Even on Vtrue, WRES were found to differ significantly from a normal distribution and NPDE followed a normal distribution. The mean was not significantly different from 0 for WRES and NPDE. On Vfalse, WRES and NPDE were not found to follow a normal distribution and showed a mean significantly different from 0. In conclusion, NPDE was able to appropriately evaluate Vtrue and reject Vfalse, while WRES showed less discrimination.

*b) Evaluation of the type I error by simulations*

The model used for simulations was a one compartment model with first order absorption built from two phase II and one phase III studies. We simulated with this model (without covariates) 1000 external validation datasets according to the design of another phase III study and calculated NPDE and WRES for these simulated datasets. We evaluated the type I error of the Kolmogorov-Smirnov test for these two metrics. The simulations under H0 showed a high type I error for the Kolmogorov-Smirnov test applied to WRES, but this test presents a type I error close to 5% for NPDE.

**Evaluation of NPDE applied to a model with covariates:** We considered here covariate models and investigate the application of NPDE to these models. We used covariates of a real phase III study and generated several validation datasets under H0 and under alternative assumptions without covariates, with one continuous covariate (weight) or with one categorical covariate (sex). We proposed two approaches to evaluate models with covariates by using NPDE. The first approach uses the Spearman correlation test or the Wilcoxon test, to test the relationship between NPDE and weight or sex, respectively. The second approach tests whether the NPDE follow a N(0, 1) distribution after splitting them into different groups of values of the covariates. Regarding the application of NPDE to covariate models, Spearman and Wilcoxon tests were not significant when models and validation datasets were consistent. When validation dataset and models were not consistent, these different tests showed a significant correlation between NPDE and covariates. We also find the same results by using the Kolmogorov-Smirnov test after splitting NPDE by covariates.

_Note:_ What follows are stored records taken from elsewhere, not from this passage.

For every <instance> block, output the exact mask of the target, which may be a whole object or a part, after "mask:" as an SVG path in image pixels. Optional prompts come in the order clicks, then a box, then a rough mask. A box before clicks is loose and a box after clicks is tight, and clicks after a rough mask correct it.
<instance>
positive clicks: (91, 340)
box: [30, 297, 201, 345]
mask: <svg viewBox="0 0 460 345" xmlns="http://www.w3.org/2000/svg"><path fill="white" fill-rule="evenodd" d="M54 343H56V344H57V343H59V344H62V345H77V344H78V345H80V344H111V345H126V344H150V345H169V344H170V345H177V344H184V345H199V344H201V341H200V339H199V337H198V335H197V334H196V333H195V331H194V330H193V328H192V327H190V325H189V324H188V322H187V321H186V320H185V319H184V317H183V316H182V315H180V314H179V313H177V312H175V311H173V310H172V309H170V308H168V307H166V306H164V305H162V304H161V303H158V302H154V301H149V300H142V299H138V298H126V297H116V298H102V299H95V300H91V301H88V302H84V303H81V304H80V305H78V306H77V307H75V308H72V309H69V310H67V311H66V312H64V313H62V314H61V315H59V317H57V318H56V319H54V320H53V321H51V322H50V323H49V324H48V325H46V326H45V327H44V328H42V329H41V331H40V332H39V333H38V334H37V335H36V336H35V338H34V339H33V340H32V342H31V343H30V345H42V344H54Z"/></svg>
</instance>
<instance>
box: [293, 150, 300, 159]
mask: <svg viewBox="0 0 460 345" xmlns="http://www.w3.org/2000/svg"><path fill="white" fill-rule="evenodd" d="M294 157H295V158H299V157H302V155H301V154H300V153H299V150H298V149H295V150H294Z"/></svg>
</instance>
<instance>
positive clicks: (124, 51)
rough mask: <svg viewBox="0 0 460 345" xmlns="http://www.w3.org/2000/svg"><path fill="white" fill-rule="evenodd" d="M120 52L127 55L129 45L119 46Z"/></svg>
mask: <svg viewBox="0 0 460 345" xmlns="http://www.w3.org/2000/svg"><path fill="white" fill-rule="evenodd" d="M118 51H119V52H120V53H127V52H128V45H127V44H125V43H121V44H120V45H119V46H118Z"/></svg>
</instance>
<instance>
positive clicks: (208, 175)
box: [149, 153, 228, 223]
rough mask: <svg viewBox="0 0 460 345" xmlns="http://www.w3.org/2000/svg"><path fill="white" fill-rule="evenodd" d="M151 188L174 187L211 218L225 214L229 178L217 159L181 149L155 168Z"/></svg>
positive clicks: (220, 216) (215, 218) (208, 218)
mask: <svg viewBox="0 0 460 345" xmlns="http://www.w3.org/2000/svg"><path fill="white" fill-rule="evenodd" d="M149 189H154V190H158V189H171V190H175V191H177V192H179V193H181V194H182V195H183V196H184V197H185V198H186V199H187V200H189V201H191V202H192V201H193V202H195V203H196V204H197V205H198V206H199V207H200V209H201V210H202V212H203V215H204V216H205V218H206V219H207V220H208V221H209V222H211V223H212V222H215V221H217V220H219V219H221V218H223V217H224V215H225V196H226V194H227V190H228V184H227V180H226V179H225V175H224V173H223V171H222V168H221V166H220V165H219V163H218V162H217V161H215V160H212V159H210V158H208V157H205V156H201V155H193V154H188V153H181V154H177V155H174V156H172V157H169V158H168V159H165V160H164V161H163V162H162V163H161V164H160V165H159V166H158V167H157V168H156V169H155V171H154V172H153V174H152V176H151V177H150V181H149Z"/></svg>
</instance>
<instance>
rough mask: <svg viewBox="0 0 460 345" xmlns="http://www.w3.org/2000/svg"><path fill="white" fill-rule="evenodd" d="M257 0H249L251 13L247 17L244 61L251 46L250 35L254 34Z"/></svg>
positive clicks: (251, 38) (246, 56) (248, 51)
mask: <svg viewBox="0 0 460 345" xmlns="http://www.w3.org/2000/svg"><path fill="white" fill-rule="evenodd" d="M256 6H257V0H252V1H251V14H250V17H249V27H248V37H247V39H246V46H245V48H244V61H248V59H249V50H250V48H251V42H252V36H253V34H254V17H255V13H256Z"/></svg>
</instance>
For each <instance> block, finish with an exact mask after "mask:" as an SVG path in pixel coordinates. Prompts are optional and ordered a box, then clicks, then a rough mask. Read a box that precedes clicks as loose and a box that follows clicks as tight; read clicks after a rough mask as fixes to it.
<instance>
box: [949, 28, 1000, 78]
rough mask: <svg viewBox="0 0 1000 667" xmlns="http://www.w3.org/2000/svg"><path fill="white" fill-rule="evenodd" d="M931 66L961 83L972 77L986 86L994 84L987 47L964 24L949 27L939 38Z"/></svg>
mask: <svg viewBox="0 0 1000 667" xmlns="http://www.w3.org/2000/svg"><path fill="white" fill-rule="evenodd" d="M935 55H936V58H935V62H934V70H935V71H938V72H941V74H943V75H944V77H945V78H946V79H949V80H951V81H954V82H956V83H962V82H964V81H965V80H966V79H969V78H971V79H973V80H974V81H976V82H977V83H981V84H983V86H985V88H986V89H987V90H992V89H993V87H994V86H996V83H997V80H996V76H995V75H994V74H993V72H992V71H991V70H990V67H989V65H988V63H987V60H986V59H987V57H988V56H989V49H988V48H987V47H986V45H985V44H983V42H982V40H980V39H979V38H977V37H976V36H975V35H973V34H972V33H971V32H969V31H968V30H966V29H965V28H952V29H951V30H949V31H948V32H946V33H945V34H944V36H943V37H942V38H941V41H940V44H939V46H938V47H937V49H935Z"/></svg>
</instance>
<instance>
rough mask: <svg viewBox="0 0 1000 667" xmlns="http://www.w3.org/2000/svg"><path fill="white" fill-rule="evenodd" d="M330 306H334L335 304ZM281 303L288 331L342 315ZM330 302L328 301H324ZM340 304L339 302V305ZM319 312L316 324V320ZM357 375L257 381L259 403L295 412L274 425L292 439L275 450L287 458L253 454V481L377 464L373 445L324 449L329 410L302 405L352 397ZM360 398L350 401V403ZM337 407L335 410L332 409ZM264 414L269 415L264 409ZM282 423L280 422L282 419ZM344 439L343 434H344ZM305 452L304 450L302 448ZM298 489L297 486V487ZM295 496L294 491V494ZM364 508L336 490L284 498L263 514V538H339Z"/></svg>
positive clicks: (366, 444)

**Conclusions:** We assess here by simulation the statistical properties of NPDE for evaluation of a population pharmacokinetic model in comparison with WRES. We also evaluate the ability of NPDE to detect misspecification in the covariate model.

The use of NPDE over WRES is recommended for model evaluation. NPDE do not depend on an approximation of the model and have good statistical properties. They can be viewed as a good alternative way of evaluation by looking at MC simulated predictions. NPDE thus appear as a good tool to evaluate population models, with or without covariates.

**References:**

[1] Brendel K., Dartois C., Comets E., Lemenuel-Diot A., Laveille C., Tranchand B., Girard P., Laffont C.M., Mentré F. Are Population Pharmacokinetic and/or Pharmacodynamic Models Adequately Evaluated? Clin Pharmacokinet 2007; 46 (3): (2007).

[2] Mentré F., S. Escolano S. Prediction discrepancies for the evaluation of nonlinear mixed-effects models. J Pharmacokinet Pharmacodyn. 33(3):345-367 (2006).

[3] Brendel K., Comets E., Laffont C., Laveille C., Mentré F. Metrics for external model evaluation with an application to the population pharmacokinetics of gliclazide. Pharm Res. 23(9):2036-2049 (2006).